The History Of Leavenworth
The construction of the Great Northern Railway through Tumwater Canyon in 1892 brought settlers to a townsite that was named "Leavenworth". Lafayette Lamb arrived in 1903 from Clinton, Iowa to build the second largest sawmill in Washington state.
Leavenworth was officially incorporated on September 5, 1906. A small timber community, it became a regional office of the Great Northern Railway in the early 1900s. The railroad relocated to Wenatchee in 1925, greatly affecting Leavenworth's economy. The city's population declined well into the 1950s as the lumber mills closed and stores relocated.

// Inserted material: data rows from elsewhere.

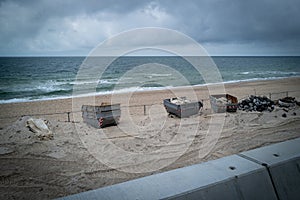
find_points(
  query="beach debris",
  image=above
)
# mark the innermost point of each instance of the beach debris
(40, 127)
(180, 100)
(101, 116)
(182, 107)
(5, 150)
(287, 102)
(257, 103)
(221, 103)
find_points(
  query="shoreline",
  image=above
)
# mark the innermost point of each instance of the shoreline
(151, 89)
(69, 162)
(140, 90)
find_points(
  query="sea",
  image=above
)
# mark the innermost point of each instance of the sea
(25, 79)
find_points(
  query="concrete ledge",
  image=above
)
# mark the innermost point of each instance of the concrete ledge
(231, 177)
(282, 161)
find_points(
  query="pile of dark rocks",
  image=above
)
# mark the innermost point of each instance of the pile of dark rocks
(256, 103)
(287, 102)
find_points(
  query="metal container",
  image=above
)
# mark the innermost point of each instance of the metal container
(181, 107)
(221, 103)
(101, 116)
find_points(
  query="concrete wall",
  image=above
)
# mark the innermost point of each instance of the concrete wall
(270, 172)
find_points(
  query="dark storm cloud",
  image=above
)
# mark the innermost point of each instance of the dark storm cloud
(223, 27)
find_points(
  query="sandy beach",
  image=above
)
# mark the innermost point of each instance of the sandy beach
(81, 158)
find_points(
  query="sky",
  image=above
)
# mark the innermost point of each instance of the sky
(222, 27)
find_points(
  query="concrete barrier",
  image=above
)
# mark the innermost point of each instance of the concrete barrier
(231, 177)
(282, 161)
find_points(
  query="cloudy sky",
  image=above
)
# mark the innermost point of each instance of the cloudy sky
(223, 27)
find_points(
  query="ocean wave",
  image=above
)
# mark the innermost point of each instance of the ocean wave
(269, 73)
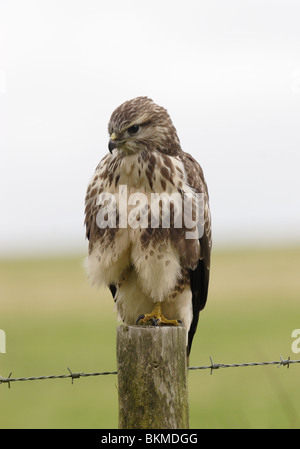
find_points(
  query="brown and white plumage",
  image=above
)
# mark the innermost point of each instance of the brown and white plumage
(144, 266)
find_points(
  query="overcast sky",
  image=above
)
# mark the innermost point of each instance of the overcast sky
(227, 71)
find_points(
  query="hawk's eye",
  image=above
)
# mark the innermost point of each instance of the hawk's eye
(133, 129)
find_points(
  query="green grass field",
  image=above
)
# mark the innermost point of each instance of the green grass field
(54, 320)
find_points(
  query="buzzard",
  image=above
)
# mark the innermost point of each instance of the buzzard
(155, 273)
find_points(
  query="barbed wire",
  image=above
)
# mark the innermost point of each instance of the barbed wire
(213, 366)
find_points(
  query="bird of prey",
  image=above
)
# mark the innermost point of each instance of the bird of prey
(154, 272)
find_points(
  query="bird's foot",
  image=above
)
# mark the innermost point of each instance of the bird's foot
(156, 317)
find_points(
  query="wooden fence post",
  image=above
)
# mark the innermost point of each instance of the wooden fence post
(152, 377)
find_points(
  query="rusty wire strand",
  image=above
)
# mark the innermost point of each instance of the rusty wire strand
(211, 367)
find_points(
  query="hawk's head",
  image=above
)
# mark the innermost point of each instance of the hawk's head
(141, 124)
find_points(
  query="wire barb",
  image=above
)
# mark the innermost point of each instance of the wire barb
(6, 380)
(74, 375)
(213, 366)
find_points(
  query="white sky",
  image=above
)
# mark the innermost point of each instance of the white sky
(227, 71)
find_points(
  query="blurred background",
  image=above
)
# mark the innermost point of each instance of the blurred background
(229, 75)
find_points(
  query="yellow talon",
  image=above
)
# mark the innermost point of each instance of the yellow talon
(157, 317)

The city looked to tourism and recreation as a major economy as early as 1929, when they opened a ski jump. In 1962, the Project LIFE (Leavenworth Improvement For Everyone) Committee was formed in partnership with the University of Washington to investigate strategies to revitalize the struggling logging town. The theme town idea was created by two Seattle businessmen, Ted Price and Bob Rodgers, who had bought a failing cafe on Highway 2 in 1960. Price was chair of the Project LIFE tourism subcommittee, and in 1965 the pair led a trip to a Danish-themed town, Solvang, California, to build support for the idea. The first building to be remodeled in the Bavarian style was the Chikamin Hotel, which owner Jamie Peterson renamed the Edelweiss after the state flower of Bavaria.
Geology Of Leavenworth
Leavenworth sits on the southeast side of the North Cascades collage, which is a group of terranes that accreted to North America all about the same time. Marine fossils indicate that the terranes were probably a group of islands originating in the South Pacific hundreds of million years ago. The terranes arrived at North America about 90 million years ago in the middle of the Cretaceous period. When they smashed into their new home, they were a puzzle of north-south slices. As accretion continued, they were cut into horizontal (east-west) slices.

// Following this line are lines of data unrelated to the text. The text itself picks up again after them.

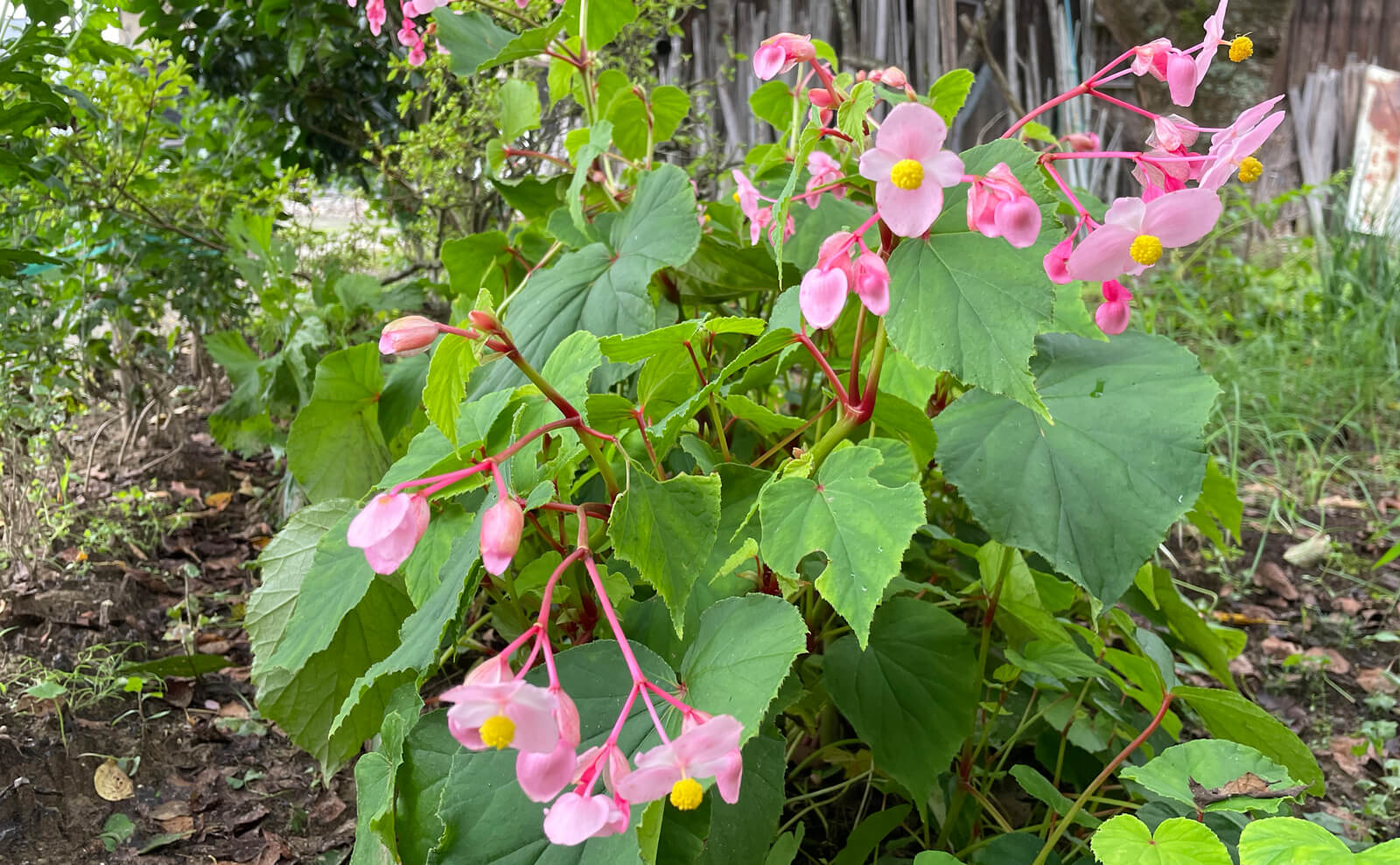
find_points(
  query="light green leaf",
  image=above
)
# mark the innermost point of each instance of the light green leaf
(861, 527)
(664, 528)
(907, 693)
(1124, 840)
(1210, 763)
(1228, 715)
(342, 417)
(1096, 490)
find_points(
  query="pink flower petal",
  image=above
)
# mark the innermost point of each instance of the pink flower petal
(1102, 255)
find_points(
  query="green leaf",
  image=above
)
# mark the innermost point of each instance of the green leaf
(1228, 715)
(739, 657)
(1096, 492)
(464, 808)
(604, 290)
(340, 419)
(520, 107)
(1292, 841)
(284, 563)
(907, 693)
(1124, 840)
(861, 527)
(471, 38)
(1211, 763)
(664, 528)
(949, 93)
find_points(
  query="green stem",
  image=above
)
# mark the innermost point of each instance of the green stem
(1098, 781)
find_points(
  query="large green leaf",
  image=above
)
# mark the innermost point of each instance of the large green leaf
(1096, 490)
(1228, 715)
(342, 419)
(602, 289)
(861, 525)
(907, 693)
(1210, 763)
(1124, 840)
(667, 528)
(464, 808)
(741, 655)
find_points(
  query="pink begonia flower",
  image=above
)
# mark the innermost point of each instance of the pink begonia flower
(543, 776)
(408, 336)
(823, 170)
(388, 528)
(576, 818)
(872, 282)
(823, 289)
(375, 14)
(910, 168)
(998, 206)
(1054, 262)
(1134, 233)
(501, 528)
(1152, 59)
(1241, 139)
(503, 714)
(781, 52)
(1082, 142)
(1113, 314)
(707, 749)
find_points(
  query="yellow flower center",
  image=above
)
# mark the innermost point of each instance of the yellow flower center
(1145, 249)
(907, 174)
(686, 794)
(1250, 170)
(497, 731)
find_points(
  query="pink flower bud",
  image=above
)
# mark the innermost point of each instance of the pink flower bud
(501, 528)
(408, 336)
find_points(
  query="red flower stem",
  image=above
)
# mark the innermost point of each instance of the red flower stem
(826, 368)
(1103, 776)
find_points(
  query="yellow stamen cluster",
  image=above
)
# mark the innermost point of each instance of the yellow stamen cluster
(1250, 170)
(1145, 249)
(907, 174)
(497, 731)
(686, 794)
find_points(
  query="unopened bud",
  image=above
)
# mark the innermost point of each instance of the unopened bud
(408, 336)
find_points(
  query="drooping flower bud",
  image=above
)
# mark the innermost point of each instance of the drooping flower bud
(408, 336)
(501, 528)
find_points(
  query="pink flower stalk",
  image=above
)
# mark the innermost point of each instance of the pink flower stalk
(408, 336)
(503, 714)
(910, 168)
(998, 206)
(780, 53)
(1082, 142)
(1056, 261)
(543, 776)
(1234, 144)
(1134, 233)
(388, 528)
(1113, 314)
(707, 749)
(501, 527)
(823, 170)
(576, 818)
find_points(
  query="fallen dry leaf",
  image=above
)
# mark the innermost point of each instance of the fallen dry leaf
(111, 783)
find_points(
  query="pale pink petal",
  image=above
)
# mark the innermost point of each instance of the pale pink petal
(909, 212)
(574, 819)
(822, 297)
(1182, 217)
(543, 776)
(1102, 255)
(1019, 221)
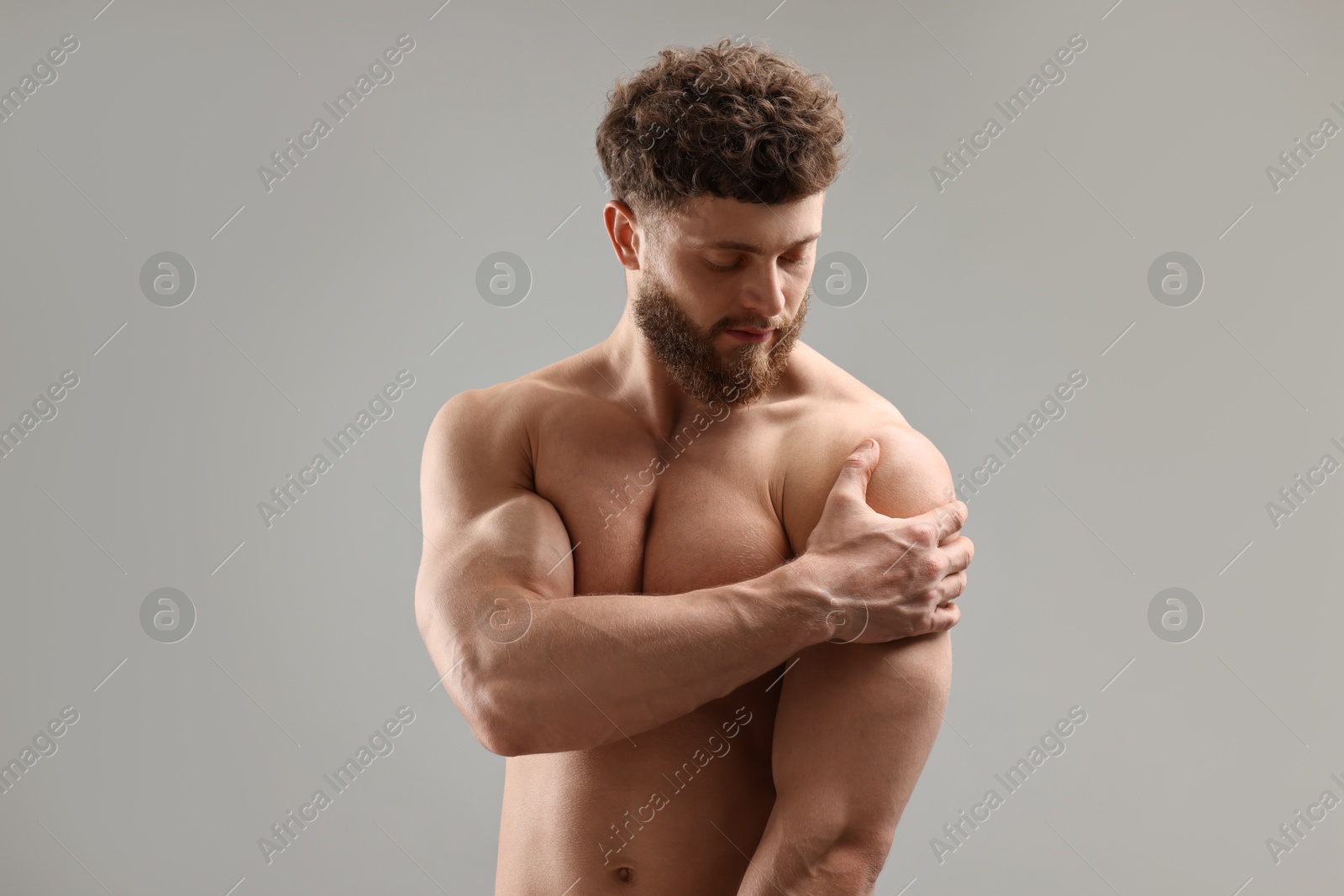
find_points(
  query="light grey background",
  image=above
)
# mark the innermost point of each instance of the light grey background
(311, 297)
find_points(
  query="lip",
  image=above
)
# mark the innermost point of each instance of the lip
(749, 335)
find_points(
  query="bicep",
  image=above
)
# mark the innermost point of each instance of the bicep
(857, 721)
(484, 528)
(853, 728)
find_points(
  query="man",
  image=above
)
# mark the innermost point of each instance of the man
(658, 575)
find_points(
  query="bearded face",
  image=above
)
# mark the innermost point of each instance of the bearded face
(694, 362)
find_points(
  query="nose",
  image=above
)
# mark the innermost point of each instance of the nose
(764, 293)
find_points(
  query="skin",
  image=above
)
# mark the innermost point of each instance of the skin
(710, 634)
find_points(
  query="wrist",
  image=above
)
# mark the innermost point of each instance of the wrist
(815, 606)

About 19,000 years ago, a large rock slide dammed the Columbia River near Rock Island, just south of Wenatchee. The temporary dam, in conjunction with one of the Lake Missoula floods, caused the water to flow back up the Wenatchee Valley, where it was stopped by the glacier at Leavenworth. As the leading edge of the glacier interacted with the flood, ice rafts formed carrying granite erratics from the Stuart batholith, which ended up in the town of Dryden about 15 miles down the valley from Leavenworth. As the glacier retreated, the south side of Leavenworth was a lake dammed up by the moraine. The bridge on the east side of town is a good vantage point to see where the Wenatchee River cuts through the moraine today.